As Chester strengthens his hold on the bottle and loses his grip on his wife, he morphs from panicked tourist to granite-eyed survivor. Inexorably, Chester sheds his cynical carapace of acquiescence to reveal a core of vital self-preservation. At the same time, Isaac’s Rydal moves in the opposite direction. He never loses the affectless silkiness of the young who have yet to confront their own mortality, even when he almost dies, but in the second half of the movie, he insinuates a feral energy into his performance. When the two disembark from the ferry back to Athens, each capable of destroying the other’s life, the transformations are complete: they might line up meekly with the rest of the passengers, but each pulses with virulent determination to survive at all costs.
Much of the pleasure in Two Faces of January emerges from the restrained, expressive cinematography of Danish-born director of photography, Marcel Syskind. From the classical creams and taupes of the opening scenes in the Parthenon and Athens through the sunburned, shadeless interior of Crete to the hyper-stylized blues and bronzes of nighttime Istanbul, Syskind’s palette melds with emotional states. In the same vein, his control of light and shadow in capturing his actors in different moods lifts the movie from clever thriller to subtle psychological study. When McFarland wakes from an uncomfortable night on the beach, the bluish pallor of the scene accentuates his wordless reassessment of the situation in which he finds himself. After a short walk, he returns in the sun, light-heartedly bearing a “Greek doughnut,” for his wife’s breakfast, apparently as tolerant of the ménage à trois as before. But the audience has seen what the other characters have not: his neediness is now hidden beneath only the lightest of masks.
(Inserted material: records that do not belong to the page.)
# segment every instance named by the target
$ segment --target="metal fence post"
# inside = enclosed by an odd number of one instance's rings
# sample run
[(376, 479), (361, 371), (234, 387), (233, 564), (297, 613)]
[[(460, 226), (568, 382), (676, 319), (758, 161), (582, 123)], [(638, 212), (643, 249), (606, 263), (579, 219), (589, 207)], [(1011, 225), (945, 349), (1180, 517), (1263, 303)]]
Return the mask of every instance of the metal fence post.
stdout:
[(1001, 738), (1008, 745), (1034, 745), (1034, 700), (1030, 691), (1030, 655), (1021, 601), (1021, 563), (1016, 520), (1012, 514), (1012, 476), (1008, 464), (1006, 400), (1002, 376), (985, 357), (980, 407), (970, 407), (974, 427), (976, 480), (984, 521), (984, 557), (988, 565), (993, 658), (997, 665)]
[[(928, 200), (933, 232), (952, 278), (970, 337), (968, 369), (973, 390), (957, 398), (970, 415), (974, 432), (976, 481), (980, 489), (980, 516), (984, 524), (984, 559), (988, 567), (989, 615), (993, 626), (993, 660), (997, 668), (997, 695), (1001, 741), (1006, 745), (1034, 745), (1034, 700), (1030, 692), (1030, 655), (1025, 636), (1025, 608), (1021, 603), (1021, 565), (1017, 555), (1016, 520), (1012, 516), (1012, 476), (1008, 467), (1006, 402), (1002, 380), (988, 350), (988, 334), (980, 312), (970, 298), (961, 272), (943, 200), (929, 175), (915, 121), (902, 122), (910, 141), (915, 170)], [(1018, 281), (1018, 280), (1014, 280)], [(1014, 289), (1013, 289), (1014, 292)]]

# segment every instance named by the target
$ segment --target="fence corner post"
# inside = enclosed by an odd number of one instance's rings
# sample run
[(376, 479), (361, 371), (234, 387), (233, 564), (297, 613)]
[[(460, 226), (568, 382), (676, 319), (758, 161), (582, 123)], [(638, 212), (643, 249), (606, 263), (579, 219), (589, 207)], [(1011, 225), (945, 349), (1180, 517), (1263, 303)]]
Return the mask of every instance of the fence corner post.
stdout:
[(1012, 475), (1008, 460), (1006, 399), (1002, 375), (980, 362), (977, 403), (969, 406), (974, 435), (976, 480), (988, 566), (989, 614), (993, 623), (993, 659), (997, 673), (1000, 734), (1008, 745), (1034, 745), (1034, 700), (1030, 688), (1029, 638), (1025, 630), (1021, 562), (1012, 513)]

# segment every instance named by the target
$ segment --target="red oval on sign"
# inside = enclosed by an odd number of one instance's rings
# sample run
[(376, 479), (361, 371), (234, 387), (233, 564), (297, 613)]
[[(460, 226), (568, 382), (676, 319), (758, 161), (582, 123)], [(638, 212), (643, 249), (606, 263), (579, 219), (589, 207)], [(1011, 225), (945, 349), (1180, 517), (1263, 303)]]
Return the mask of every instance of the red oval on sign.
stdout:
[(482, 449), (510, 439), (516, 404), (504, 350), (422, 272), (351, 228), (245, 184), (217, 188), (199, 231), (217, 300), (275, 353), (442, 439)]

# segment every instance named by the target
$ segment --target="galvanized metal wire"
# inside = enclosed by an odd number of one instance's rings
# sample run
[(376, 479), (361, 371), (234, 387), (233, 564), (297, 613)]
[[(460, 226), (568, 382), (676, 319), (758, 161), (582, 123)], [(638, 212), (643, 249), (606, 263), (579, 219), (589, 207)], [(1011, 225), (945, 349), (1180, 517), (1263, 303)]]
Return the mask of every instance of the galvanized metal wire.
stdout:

Despite all their talents, neither Amini nor Syskind handle action well. For most of the movie, that doesn’t matter, as they calibrate psychological and emotional shifts with a knowing precision. But all subtlety falls away in the closing scenes, as every cliché of noir pursuit pops onto the screen, and each sequence seems to last at least twice as long as necessary. The denouement is so prolonged that its potential for closure fizzles and dies on the screen long before Chester or Rydal reaches the end of his story.